O(n) [n = number of elements]

• We have created two containers which can be of max n length therefore O(3*n) i.e. O(n).

Using Stack approach

Method:

This is very similar to priority queue method.

• First we will create an vector b in which store value in the index i which will be minimum value till the index

• We will create stack for storing elements while traversing reverse of vector

• Then initialize for loop which will traverse from last element to first element

  • Inside for loop there will be a while loop which will check if the top value of stack will be less than the value stored in b in an index less than that index. if the value in top of stack is less than minimum value then we will delete that value from stack.
  • Then we will check whether the top value in stack is greater then minimum value and the value stored in current index in array a is greater than the top value from the stack, if yes then we will return true otherwise we will continue traversing.
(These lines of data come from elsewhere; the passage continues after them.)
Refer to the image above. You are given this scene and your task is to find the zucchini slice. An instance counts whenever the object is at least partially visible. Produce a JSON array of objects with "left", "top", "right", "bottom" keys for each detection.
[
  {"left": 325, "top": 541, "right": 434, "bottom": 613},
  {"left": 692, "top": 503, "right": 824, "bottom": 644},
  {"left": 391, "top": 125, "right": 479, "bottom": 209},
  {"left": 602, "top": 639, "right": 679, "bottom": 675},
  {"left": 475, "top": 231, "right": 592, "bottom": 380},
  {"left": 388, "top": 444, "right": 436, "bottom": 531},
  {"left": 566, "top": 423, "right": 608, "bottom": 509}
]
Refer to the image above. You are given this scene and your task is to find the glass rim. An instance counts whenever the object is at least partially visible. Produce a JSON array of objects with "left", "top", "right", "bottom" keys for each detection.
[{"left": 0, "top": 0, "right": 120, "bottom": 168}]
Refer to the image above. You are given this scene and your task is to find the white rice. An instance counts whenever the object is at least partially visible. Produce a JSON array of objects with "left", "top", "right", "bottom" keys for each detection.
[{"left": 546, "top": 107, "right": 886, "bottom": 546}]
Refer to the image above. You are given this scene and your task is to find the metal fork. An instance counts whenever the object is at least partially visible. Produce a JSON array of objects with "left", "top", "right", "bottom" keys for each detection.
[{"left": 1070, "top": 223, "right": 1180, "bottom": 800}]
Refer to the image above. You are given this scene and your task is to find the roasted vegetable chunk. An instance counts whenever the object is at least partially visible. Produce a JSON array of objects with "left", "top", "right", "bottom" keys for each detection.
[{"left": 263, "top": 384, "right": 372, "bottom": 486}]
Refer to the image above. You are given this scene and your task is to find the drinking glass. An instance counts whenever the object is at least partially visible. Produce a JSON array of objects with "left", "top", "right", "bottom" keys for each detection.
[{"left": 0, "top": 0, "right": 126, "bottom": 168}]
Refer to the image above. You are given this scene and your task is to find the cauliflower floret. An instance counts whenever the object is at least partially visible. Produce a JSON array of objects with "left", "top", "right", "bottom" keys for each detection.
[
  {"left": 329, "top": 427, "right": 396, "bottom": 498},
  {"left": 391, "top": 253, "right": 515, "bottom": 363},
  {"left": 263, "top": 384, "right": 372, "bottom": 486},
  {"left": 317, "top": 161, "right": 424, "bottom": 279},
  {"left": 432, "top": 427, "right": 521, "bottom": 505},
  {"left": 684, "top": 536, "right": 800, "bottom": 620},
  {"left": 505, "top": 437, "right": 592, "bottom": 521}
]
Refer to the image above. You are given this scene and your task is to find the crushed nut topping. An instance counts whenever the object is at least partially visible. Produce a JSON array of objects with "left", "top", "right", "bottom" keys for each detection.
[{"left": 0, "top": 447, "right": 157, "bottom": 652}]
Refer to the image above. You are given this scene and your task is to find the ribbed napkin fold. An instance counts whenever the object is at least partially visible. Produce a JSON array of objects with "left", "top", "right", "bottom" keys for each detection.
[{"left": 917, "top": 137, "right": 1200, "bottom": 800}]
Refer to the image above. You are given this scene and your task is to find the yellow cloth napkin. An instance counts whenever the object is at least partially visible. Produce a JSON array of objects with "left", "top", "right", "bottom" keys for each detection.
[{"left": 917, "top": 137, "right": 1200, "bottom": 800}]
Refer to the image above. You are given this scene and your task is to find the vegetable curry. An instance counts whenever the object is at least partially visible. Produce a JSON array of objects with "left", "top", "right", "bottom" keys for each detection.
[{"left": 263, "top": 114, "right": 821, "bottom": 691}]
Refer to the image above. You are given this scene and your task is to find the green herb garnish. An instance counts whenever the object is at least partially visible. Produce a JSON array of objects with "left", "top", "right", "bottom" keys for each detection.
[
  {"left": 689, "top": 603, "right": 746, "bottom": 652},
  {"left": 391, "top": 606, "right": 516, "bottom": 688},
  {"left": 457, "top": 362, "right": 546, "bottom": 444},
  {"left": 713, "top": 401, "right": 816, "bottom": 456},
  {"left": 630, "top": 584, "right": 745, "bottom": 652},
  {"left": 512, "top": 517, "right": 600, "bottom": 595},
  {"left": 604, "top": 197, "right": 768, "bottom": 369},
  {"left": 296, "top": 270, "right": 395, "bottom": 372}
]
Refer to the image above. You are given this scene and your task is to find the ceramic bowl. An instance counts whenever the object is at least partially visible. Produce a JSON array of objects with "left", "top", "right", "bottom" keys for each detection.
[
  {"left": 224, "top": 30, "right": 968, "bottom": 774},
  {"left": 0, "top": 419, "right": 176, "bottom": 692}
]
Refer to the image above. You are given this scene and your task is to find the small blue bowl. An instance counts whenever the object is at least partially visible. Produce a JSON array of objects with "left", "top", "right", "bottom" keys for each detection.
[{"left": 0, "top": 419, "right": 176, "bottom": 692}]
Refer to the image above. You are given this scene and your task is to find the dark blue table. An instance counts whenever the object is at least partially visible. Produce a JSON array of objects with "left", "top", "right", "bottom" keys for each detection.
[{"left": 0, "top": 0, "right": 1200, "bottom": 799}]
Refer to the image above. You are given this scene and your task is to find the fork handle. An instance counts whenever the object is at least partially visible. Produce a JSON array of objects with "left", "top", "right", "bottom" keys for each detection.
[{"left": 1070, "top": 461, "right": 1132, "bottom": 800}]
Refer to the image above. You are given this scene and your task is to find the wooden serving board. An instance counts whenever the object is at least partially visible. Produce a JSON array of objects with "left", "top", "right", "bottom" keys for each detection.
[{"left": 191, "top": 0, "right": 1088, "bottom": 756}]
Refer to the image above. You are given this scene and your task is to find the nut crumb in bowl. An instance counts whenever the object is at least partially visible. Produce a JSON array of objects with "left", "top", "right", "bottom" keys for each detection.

• At end we will return false since we haven't found any triplet which is in 132 pattern while traversing.

Code:

#include<bits/stdc++.h>
using namespace std;
// function for checking 132 patterns in container
void solve(vector<int> &a)
{
  vector<int> b; //creating vector for storing minimin values
  int mn = INT_MAX;
  for(int i:a)
  {
    mn = min(i, mn); b.push_back(mn);  // storing minimum values
  }
  // creating stack
  stack<int> stk;
  for(int i = a.size()-1; i>0; i--)
  {
    while(!stk.empty() && stk.top() <= b[i-1]) stk.pop();
    if(!stk.empty() && stk.top()>b[i-1] && a[i]>stk.top())
    {
      cout<<"Yes"<<endl;
      return;
    }
    else stk.push(a[i]);
  }
  cout<<"No"<<endl;
}

int main()
{
  // creating vectors
  vector<int> a1={1, 2, 3, 4}, a2={1, 3, 2, 4};
  solve(a1); // checking 132 pattern in vector a
  solve(a2); // checking 132 pattern in vector b
  return 0;
}

Output:

No
Yes

Step by step explaination of using stack example:

Let us understand 132 pattern using Stack.

consider we have our main array

a = {1, 3, 2, 4}

and our minimum array b

we will store the minimum value which will be the minimum value till that index
so our b will be

b = {1, 1, 1, 1}

at starting our stack will be empty
Inside for loop

• stk = [], i = 3, a[i] = 2, b[i-1]=1

  • first we will delete the top element from stack using while loop but in this example stack is empty so we will proceed further
  • now we will check conditions from if statement
    !(is stack empty) = !(yes) = no, so we will run else part and we will push 4 in Stack

• stk = [4], i = 2, a[i] = 2, b[i-1] = 1

  • stack is not empty and top value is greater then min b[i-1] i.e 1
    so while loop will not execute
  • now we will check conditions from if statement
    !(is stack empty) = !no = yes and
    stk.top()>b[i-1] i.e. (4>1) = yes and
    a[i]>stk.top() i.e. (2>4) = no, so we will execute else part we will add 2 to stack

• s = [4, 2], i = 1, a[i] = 3, b[i-1] = 1

  • now we will check stack and delete top value till the value is smaller values then b[i-1] but here top is 2 and b[i-1]=1 so we will move further
  • now we will check conditions from if statement !(is stack empty) = !no = yes and stk.top()>b[i-1] i.e. (2>1) = yes and a[i]>stk.top() i.e. (3>2) = yes here all conditions are satisfied now we will print yes and return.

Time Complexity

O(n) [n = number of elements]

• Since we have traversed using for loop only once, and we have used other while loop which will be traversed O(n) times also deleting elements from stack will also take O(n) time overall.
  Hence overall time Complexity O(n).

Space Complexity:

O(n) [n = number of elements]

• We have created two containers which can be of max n length therefore O(3*n) i.e. O(n).

With this, you have the complete idea of how to solve the 132 Pattern Problem in linear time.